The new Marine recruit was awakened roughly by her platoon Sergeant after the rookie's first night in the barracks.
"It's four-thirty !" roared the Sergeant.
"Four-thirty?!?!?" gasped the recruit. "You'd better go to bed. We've got a big day tomorrow."
The newly rich Yuppette was going thru her "culture" routine and was standing in front on an oil painting of a ragged but happy vagabond. "Go figure." she said aloud. "Too broke to buy himself any decent clothes but he spends Lord knows how much to have his portrait painted."
Two Yuppettes were lamenting the death of a friend who had died the day before. "I understand," observed one, "that Dinah left very few effects."
"Figures..." replied the second, "she had very few causes."

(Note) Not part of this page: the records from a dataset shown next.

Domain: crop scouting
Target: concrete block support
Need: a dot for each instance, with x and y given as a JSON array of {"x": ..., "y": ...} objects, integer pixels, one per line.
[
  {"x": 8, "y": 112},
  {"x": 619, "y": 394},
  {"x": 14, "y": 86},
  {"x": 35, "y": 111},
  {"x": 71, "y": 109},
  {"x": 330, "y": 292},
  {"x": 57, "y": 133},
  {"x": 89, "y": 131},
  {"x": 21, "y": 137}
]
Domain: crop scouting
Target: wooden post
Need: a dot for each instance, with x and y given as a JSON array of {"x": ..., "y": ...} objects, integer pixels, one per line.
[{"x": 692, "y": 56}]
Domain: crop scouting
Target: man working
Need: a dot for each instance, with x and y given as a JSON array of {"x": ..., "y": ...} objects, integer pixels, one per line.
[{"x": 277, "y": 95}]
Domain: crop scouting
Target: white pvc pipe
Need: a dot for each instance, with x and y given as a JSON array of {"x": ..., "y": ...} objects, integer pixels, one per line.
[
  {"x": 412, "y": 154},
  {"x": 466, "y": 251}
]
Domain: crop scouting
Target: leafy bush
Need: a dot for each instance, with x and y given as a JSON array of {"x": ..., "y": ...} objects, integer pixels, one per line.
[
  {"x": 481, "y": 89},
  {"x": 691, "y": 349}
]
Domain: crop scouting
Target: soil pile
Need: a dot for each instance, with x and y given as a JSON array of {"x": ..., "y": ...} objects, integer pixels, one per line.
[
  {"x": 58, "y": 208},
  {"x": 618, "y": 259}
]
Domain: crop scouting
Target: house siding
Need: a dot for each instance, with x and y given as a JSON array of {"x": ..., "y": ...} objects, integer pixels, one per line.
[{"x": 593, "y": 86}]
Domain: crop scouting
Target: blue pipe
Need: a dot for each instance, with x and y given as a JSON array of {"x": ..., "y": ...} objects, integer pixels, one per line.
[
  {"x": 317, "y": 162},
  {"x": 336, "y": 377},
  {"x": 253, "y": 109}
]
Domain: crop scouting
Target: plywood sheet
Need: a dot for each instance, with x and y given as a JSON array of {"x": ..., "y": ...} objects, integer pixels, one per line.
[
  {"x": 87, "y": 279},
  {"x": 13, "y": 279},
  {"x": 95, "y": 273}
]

The college graduate was listing her "experience" during a job interview. "I was also the recording secretary of the chess club."
"I see." said the personnel officer. "And as such, exactly what were your duties."
"I read the hours of the last meeting."
"I resent that remark." said the blonde as she rose from the cafeteria table. "I'll give you 5 seconds to take that back."
"Oh yeah?" snarled the dark haired woman, who upon standing was head and shoulders above the blonde. "Suppose I don't take it back in five seconds?"
"Well... " stammered the blonde, "how much time do you need?"